Los seleccionados estadounidenses invitados a un almuerzo con el Papa Francisco estaban felices y agradecidos de haber tenido esta oportunidad. El evento se realizó a las afueras de la iglesia Saint Patrick en Washington DC.
En su mayoría se trató de gente pobre sin hogar, y algunos invitados especiales involucrados con el mundo cristiano desde la iglesia y/o voluntariados de distintos tipos. La selección fue al azar, y por lo mismo quienes se encontraron con el Santo Padre estaban totalmente emocionados.
John y Annie de Maryland fueron invitados por su iglesia al evento para que ayudasen a servir la comida. Calificaron como “fantástica” la oportunidad. Además, John fue de los afortunados al tomar la mano de Francisco I, luego de que éste bendijera la comida, que consistía en pollo con vegetales, pasta y un brownie de postre.
Por su parte, Augustin Fresha, indigente de la ciudad de Washington DC, indicó que sus expectativas quedaron cubiertas con este encuentro. “Con la visita papal se comenzó a hablar, en mi país sobre justicia social y la lucha por los pobres y oprimidos”, declaró Fresha.
Mientras los invitados al almuerzo esperaban la llegada de Francisco I, atrás de las barreras de seguridad había fieles esperando sólo verlo pasar.
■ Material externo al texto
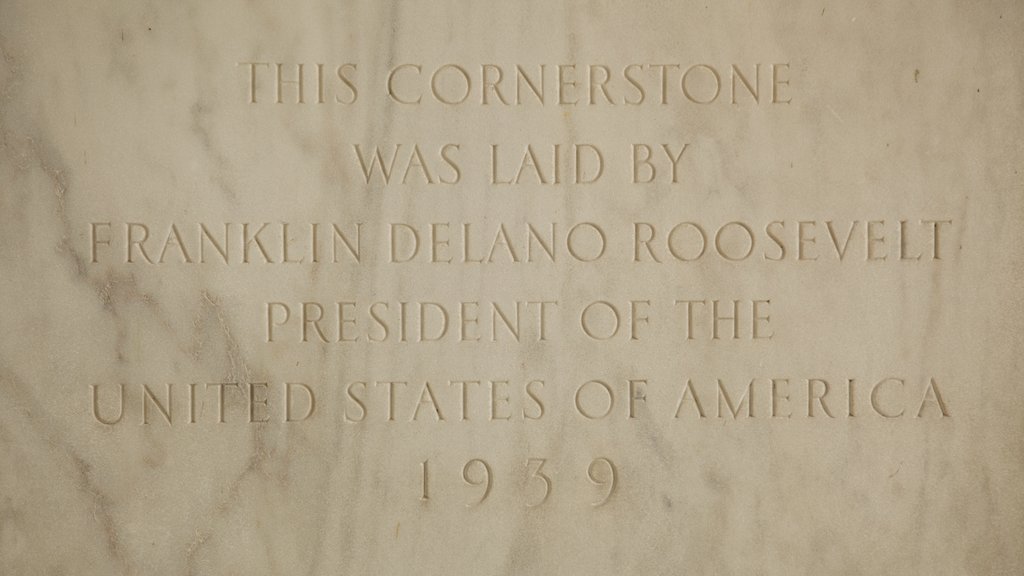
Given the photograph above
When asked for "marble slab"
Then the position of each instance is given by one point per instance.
(309, 288)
En este lugar, Susan de Washington aseguró no tener grandes expectativas con la visita del Papa, “han intentado muchas veces hacer algo con los indigentes en EE.UU., pero hay alrededor de 50 mil personas en condición de calle sólo en esta ciudad”, comentó.
Antes de su llegada al centro caritativo de la parroquia Saint Patrick, Francisco I visitó el Congreso de los Estados Unidos de América para dirigirse a sus miembros. Con esta acción el Santo Padre enfatizó en una frase el anhelo que él mismo declaró al inicio de su nombramiento, al referirse a la católica como “una iglesia de los pobres y para los pobres”.